“Oh, come now, be nice!” begged Uncle Wiggily, looking around for something with which to amuse the rabbit baby. “I guess you want your rattle box. I wish Mrs. Littletail would hurry back.”
“Wah! Wah! Wah!” cried baby rabbit.
“I know what I’ll do!” exclaimed Uncle Wiggily. “I’ll take you in my airship to Nurse Jane Fuzzy Wuzzy. She’ll know what to do.”
So, bundling the baby rabbit up in its warm blankets, the old gentleman rabbit hurried out to his airship, which he had left standing in the yard. It had been all fixed since the mosquitoes had bitten holes in the balloons, and was better than ever.
“Now we’re all right!” Uncle Wiggily cried, as he started off through the air. “Nurse Jane will soon fix you, little fellow!”
“Why, you shouldn’t have brought a new, little baby rabbit out in your airship,” said the muskrat lady, when she saw what Uncle Wiggily had done. “It might take cold.”
“Wah! Wah! Wah!” howled the baby rabbit.
“Listen to that! I couldn’t make it stop crying,” said Uncle Wiggily. “I did everything, even to making funny faces at it. What do you do in a case like this?”

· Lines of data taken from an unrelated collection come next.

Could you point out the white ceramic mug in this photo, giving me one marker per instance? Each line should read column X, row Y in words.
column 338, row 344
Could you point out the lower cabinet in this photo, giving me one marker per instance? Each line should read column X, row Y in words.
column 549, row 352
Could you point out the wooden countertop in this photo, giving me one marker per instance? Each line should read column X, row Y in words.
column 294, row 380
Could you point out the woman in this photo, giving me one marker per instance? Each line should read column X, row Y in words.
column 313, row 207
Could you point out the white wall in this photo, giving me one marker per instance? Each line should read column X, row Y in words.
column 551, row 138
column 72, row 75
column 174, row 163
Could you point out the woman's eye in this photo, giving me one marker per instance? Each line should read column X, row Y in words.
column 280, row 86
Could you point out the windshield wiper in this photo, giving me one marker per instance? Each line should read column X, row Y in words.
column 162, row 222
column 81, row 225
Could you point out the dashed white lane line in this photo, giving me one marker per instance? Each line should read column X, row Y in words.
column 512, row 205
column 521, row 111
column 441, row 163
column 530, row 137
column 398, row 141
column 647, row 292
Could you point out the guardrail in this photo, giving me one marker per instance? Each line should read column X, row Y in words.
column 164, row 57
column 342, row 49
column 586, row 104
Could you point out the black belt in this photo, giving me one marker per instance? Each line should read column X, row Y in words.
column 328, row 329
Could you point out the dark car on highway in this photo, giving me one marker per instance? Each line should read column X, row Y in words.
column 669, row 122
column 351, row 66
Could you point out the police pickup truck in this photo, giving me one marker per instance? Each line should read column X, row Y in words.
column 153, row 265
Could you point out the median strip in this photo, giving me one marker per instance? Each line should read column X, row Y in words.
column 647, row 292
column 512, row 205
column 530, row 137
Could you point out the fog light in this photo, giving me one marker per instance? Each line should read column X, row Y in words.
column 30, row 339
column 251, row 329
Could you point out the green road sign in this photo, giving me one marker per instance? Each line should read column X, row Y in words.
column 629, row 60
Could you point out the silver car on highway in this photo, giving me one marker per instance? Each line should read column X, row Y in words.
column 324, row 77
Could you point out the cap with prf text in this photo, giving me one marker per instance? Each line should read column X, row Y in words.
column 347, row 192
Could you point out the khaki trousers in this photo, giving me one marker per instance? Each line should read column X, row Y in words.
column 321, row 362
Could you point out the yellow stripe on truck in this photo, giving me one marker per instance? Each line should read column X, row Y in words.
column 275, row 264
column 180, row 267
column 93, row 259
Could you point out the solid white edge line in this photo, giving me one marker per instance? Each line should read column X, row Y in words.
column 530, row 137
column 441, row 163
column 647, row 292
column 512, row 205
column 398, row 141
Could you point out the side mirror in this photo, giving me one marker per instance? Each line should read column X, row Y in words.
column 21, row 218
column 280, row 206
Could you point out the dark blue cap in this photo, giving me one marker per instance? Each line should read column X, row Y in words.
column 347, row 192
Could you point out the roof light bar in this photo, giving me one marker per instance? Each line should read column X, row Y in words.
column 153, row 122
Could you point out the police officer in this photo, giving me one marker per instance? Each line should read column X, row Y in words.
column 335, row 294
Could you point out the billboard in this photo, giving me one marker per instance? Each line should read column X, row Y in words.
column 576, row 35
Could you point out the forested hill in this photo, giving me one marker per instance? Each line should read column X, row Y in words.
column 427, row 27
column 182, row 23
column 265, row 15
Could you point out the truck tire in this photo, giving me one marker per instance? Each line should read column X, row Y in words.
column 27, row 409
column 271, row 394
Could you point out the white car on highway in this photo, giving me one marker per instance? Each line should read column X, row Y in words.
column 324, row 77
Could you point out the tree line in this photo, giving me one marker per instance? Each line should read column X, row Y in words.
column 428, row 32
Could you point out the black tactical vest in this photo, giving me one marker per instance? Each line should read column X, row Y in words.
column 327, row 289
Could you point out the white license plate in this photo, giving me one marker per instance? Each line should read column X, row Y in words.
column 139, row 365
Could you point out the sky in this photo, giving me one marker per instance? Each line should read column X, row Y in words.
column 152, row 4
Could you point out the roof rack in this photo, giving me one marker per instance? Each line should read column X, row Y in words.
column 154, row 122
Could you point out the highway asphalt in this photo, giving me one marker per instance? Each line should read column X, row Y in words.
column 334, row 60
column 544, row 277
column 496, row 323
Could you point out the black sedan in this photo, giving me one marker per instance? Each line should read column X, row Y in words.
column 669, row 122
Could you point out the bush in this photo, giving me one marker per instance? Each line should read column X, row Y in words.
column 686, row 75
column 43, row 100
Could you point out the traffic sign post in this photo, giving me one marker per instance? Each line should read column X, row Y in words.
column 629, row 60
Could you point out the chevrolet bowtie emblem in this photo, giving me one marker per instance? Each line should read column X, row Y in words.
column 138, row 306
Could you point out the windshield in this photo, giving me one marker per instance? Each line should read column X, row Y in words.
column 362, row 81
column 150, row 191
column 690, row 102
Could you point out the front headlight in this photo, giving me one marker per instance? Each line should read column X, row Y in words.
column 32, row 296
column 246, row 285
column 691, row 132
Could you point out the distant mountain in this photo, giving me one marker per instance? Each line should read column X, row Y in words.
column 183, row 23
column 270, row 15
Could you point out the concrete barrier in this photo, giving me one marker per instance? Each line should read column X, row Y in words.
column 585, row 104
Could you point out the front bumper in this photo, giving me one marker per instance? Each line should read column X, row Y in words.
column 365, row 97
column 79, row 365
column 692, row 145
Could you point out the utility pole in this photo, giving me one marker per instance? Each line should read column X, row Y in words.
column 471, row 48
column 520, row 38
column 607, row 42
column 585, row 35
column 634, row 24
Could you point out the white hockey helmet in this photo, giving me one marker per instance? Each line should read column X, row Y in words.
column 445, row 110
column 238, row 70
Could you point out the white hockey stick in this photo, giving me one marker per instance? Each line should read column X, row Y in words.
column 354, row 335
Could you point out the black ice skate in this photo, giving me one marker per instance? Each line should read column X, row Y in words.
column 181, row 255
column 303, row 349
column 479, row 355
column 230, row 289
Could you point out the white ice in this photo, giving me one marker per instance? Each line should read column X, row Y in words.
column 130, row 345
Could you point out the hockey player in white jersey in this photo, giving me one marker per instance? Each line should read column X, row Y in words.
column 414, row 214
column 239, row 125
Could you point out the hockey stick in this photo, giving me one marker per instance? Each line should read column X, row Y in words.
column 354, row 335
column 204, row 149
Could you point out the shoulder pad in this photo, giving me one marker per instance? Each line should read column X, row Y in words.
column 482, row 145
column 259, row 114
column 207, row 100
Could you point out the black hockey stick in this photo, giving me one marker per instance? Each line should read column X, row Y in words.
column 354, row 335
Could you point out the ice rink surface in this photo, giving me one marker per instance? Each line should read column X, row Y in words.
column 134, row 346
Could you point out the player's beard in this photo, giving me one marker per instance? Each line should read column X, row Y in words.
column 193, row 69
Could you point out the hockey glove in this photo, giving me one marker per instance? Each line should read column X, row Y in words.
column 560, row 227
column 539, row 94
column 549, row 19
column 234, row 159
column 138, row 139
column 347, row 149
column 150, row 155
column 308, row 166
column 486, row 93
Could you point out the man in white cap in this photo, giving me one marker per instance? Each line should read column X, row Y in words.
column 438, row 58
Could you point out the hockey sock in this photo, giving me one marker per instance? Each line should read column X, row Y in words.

“Silly old Uncle Wiggily!” laughed Nurse Jane. “I guess this little fellow is hungry!” And, surely enough, when she gave baby rabbit some warm milk and sugar from a bottle, the little chap stopped crying at once and went to sleep.
“Well, I do declare!” cried Uncle Wiggily, in surprise. “It is so easy when you know how!” And then, while the baby rabbit slept, Uncle Wiggily took it home in his airship, and just in time, too, for Mrs. Littletail had come back with the rattle box, and she was wondering where in the world her baby was. Then she thanked Uncle Wiggily, and put the baby rabbit in its crib, and that is the end of this story.